How are rental yields going to change over the next four years? It’s a question that’s taken on extra significance of late, with George Osborne rolling out his buy-to-let tax grab and sensationalist newspapers claiming that investors are withdrawing from the sector at pace.
Well, to accurately answer the question of rental yield forecasts we set about finding out just what they’re likely to do between now and 2020. By combining our expert insight and knowledge with stats from third party resources (including RICS, LSLS, LendInvest, Move With Us, Homelet, Hamptons International and more) we’ve forecasted just how yields are going to shift across England and Wales by 2020.

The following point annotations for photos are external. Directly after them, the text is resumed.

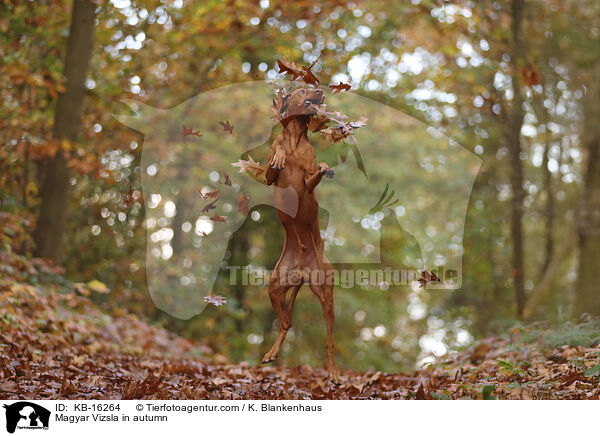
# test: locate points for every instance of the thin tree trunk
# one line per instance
(587, 295)
(549, 208)
(55, 191)
(516, 165)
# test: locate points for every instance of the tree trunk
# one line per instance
(587, 296)
(516, 165)
(55, 191)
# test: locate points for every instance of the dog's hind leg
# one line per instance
(277, 293)
(324, 293)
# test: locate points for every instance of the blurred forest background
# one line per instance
(515, 82)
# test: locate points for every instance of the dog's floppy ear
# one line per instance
(284, 105)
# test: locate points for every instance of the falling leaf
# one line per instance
(98, 286)
(249, 165)
(187, 131)
(426, 277)
(530, 76)
(218, 218)
(340, 87)
(227, 181)
(216, 300)
(342, 129)
(227, 127)
(210, 194)
(305, 73)
(243, 202)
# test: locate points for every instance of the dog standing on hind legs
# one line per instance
(293, 163)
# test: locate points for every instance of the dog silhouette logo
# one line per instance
(26, 415)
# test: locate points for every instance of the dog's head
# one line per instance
(301, 102)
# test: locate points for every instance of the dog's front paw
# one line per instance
(278, 160)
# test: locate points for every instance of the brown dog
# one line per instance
(293, 163)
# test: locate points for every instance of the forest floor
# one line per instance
(56, 344)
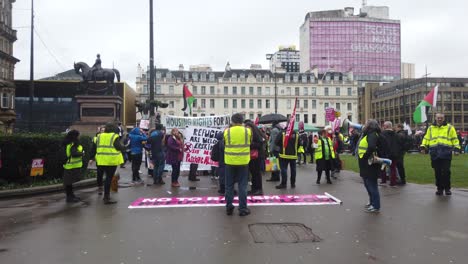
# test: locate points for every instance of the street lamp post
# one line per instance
(270, 57)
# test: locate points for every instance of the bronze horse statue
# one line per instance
(88, 75)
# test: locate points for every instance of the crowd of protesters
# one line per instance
(242, 149)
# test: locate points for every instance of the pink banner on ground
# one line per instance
(205, 201)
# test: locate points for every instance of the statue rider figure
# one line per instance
(96, 66)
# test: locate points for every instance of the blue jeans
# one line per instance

Our figures are for gross rental yield, to remove any capital growth – which should always be viewed as a nice bonus but not a source of regular income. These figures show cumulative rental yield growth between 2016 and 2020.

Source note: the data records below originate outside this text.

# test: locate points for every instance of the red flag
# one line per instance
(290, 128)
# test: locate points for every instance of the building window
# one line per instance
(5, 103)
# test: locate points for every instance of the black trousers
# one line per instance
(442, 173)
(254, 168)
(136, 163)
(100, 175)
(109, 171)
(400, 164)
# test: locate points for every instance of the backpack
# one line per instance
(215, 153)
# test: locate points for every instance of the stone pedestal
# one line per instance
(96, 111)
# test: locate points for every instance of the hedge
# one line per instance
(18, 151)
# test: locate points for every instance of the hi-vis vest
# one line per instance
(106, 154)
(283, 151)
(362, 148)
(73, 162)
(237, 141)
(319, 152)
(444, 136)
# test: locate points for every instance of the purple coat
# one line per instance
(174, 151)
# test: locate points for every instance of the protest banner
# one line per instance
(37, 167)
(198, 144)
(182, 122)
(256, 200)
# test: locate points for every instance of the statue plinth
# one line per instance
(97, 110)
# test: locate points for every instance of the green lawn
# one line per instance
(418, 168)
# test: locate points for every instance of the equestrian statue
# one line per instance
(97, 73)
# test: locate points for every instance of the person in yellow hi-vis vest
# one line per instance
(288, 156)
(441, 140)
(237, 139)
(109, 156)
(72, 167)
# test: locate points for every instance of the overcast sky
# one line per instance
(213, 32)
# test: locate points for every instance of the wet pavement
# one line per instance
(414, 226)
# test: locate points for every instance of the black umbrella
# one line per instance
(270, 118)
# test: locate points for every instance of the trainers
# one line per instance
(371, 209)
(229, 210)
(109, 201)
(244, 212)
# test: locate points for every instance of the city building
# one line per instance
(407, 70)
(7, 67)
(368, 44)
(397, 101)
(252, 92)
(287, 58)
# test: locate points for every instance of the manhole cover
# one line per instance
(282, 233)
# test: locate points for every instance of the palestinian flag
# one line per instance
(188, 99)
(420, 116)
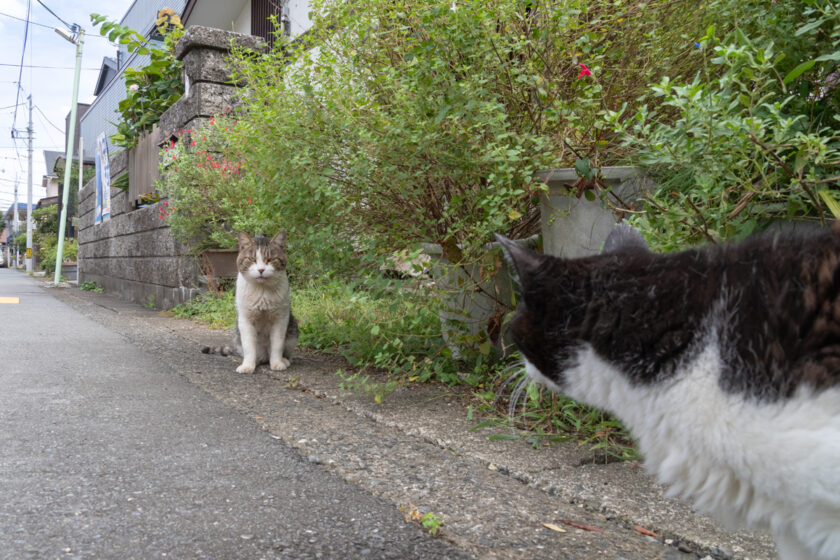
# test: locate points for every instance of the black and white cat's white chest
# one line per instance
(723, 362)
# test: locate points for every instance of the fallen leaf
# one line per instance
(579, 525)
(644, 531)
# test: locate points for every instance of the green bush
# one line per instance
(152, 89)
(49, 249)
(753, 138)
(425, 123)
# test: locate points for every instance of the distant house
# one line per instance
(242, 16)
(9, 231)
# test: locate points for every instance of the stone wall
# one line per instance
(134, 255)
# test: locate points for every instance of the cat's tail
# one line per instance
(221, 350)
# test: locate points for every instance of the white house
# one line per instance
(242, 16)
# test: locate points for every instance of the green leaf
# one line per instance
(831, 203)
(835, 56)
(810, 27)
(798, 71)
(582, 168)
(802, 158)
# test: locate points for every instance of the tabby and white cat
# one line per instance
(266, 332)
(723, 361)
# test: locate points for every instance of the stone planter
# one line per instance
(577, 227)
(474, 303)
(219, 264)
(69, 270)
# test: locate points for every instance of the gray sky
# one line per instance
(48, 76)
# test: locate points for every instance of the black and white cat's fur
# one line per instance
(723, 361)
(266, 332)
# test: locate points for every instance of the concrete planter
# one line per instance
(474, 303)
(576, 227)
(219, 264)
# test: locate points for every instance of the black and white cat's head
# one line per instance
(550, 292)
(261, 259)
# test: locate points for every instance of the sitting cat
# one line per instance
(266, 332)
(723, 361)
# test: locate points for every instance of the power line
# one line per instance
(51, 27)
(50, 67)
(67, 25)
(61, 130)
(21, 19)
(22, 54)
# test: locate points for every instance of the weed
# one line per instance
(91, 286)
(541, 416)
(218, 311)
(430, 521)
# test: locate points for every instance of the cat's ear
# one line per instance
(244, 239)
(624, 238)
(279, 239)
(523, 262)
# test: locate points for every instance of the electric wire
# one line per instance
(61, 130)
(22, 55)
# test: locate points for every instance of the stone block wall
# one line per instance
(134, 254)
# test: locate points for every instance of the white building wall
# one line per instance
(299, 16)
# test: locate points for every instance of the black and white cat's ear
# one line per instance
(244, 239)
(523, 261)
(624, 238)
(279, 239)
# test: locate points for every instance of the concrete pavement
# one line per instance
(414, 453)
(108, 453)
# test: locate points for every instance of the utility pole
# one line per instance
(78, 40)
(15, 218)
(29, 131)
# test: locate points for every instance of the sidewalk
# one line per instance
(416, 451)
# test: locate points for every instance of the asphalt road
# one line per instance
(104, 453)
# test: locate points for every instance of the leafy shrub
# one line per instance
(152, 89)
(418, 122)
(754, 137)
(49, 248)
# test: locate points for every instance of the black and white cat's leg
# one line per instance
(248, 338)
(790, 547)
(291, 337)
(277, 361)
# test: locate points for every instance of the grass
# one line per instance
(393, 327)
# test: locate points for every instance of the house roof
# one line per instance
(21, 208)
(50, 158)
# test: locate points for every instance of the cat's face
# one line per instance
(260, 259)
(554, 301)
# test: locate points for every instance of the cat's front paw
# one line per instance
(246, 368)
(280, 365)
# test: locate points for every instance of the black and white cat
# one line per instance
(723, 361)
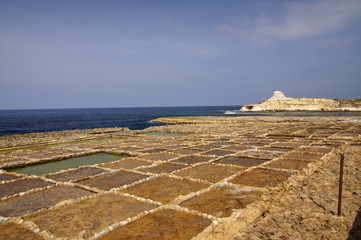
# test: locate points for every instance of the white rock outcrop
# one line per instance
(279, 102)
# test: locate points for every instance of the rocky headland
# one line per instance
(279, 102)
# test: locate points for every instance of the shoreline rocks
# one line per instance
(279, 102)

Interestingly, our forecast shows a real emergence for the oft-mooted Northern Powerhouse. Whilst house prices will still remain high across London and the South East, yield percentages will be healthiest across the North of England and the Midlands.
Liverpool, Manchester, Leeds, York and Birmingham are set to see the biggest rental yield growth over the coming years, followed by Sheffield, Nottingham, Leicester, Coventry and Carlisle. In the South, Reading looks the best bet for rental yields, along with Cardiff and the surrounding areas. East London, to the north of the River Thames, is set for the biggest jump in the capital, around Stratford, Hackney, Whitechapel and Canary Wharf. Sitting pretty in mid-table are Bristol, Portsmouth, Luton, Sunderland and Oxford.

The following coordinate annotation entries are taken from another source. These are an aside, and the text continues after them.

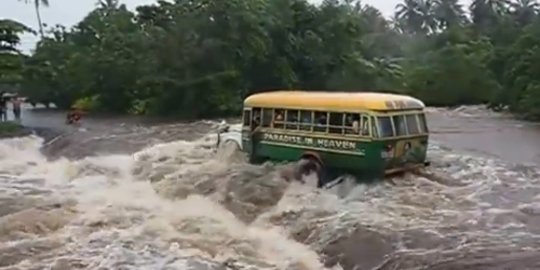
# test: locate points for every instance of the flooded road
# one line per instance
(123, 194)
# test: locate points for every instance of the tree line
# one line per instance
(200, 58)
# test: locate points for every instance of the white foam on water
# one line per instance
(167, 206)
(114, 208)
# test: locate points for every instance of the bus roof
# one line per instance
(333, 101)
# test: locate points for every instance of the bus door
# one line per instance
(246, 128)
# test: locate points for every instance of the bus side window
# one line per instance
(365, 126)
(321, 121)
(268, 115)
(292, 119)
(423, 124)
(336, 123)
(400, 125)
(279, 117)
(306, 120)
(374, 130)
(247, 118)
(412, 124)
(255, 118)
(352, 124)
(385, 126)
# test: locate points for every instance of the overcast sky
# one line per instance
(69, 12)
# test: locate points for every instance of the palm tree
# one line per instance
(449, 13)
(416, 15)
(524, 11)
(485, 13)
(37, 4)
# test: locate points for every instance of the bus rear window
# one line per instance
(385, 126)
(247, 118)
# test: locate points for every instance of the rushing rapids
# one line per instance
(178, 204)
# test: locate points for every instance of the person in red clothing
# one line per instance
(74, 116)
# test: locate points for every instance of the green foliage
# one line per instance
(200, 58)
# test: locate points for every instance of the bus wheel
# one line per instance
(308, 165)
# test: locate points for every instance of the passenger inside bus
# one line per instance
(353, 122)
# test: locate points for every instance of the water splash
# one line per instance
(180, 205)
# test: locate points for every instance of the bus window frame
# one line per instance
(391, 114)
(249, 112)
(263, 117)
(422, 122)
(416, 120)
(379, 128)
(404, 125)
(295, 124)
(305, 126)
(278, 124)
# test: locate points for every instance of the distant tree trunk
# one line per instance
(36, 5)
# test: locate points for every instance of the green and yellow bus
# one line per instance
(364, 134)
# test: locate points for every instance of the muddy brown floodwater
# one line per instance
(131, 194)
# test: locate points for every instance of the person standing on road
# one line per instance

Meanwhile at the other end of the scale, Plymouth, Great Yarmouth and Bath may offer high rental values, but their average yield percentage is set to be among the lowest in England and Wales. Of course nobody knows what lies ahead, and our forecast is exactly that – an estimation (albeit one that took a poll-of-polls from numerous knowledgeable sources). However, it should clearly show where the hotspots are for savvy landlords to keep in mind for their next investment.